Agenda
Mapping What the State Does Not See: Balik Countermapping in Indonesia’s New Capital Project
At the BeNeLux Geography Conference held on 10th April at Leuven, Agung Jauhari presented his research on countermapping in Indonesia’s new capital, Nusantara. He examined how official spatial planning maps of the “forest city” reduce the lived landscape of the indigenous Balik community to a “greenfield”.
Using concepts of cartographic violence and sanctioned ignorance, Agung showed how planning maps can erase long-standing socio-ecological relationships of the Balik. Through mobile ethnography and participatory mapping, his research remaps these more-than-human entanglements back into the story of Nusantara by marking ancestral graves, inherited lands, honey trees, and traditional foraging routes – challenging the state’s narrative that the site of development was empty to start with.
His presentation was part of the panel “Countermapping of Power and Space in Development Geography”, convened by Kei Otsuki. With the goal of responding to the persistence of highly exclusionary development visions, it brought together contributions on a range of related cases – including militarized and colonial cartographies of Minembwe, port infrastructures and geopolitical reconfigurations of Eastern Europe and citizen science and counter-surveillance in smart cities. Together these presentations highlighted how mapping is deeply entrenched in power, exclusion and territorial change.

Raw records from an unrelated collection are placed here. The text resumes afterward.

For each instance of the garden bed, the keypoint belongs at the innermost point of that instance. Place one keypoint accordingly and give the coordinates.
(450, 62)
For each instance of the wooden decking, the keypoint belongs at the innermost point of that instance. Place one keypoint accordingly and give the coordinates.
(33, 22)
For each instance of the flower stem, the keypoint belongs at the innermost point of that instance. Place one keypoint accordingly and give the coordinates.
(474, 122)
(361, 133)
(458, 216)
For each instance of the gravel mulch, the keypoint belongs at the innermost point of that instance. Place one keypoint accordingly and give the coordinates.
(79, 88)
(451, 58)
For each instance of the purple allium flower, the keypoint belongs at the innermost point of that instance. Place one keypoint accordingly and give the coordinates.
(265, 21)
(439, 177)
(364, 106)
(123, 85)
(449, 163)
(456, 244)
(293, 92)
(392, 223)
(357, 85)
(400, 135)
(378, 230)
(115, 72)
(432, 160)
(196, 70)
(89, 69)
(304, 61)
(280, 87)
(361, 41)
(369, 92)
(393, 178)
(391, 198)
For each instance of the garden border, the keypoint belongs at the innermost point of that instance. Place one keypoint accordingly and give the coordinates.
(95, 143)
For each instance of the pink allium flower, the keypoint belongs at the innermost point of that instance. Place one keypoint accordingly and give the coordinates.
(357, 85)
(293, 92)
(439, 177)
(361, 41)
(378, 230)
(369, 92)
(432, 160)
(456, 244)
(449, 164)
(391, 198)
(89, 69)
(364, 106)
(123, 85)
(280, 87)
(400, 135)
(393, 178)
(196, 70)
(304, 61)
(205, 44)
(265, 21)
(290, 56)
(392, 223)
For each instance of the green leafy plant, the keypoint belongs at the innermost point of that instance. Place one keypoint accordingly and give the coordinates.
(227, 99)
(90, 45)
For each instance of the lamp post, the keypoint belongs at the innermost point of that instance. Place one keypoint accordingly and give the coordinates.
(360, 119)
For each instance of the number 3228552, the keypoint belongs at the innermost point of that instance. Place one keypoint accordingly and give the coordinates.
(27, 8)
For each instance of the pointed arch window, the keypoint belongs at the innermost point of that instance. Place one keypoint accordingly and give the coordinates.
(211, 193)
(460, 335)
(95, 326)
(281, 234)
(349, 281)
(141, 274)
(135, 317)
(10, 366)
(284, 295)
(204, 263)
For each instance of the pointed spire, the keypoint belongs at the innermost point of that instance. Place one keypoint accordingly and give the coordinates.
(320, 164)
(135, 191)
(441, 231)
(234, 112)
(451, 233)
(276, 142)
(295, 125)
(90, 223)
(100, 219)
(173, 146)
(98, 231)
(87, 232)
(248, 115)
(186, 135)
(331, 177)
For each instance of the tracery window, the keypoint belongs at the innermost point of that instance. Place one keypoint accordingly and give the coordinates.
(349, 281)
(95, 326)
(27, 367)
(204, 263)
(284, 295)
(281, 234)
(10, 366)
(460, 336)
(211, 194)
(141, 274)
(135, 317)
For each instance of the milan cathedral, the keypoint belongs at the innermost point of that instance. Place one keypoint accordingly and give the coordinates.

While Agung’s research echoed these themes, his presentation communicated why countermapping matters as a method of resisting the simplifications that often accompany large-scale development projects. By bringing the Balik community’s landscape knowledge into view, his work pointed toward community-based alternative approaches to mapping that are more attentive and accountable to lived experience and just futures.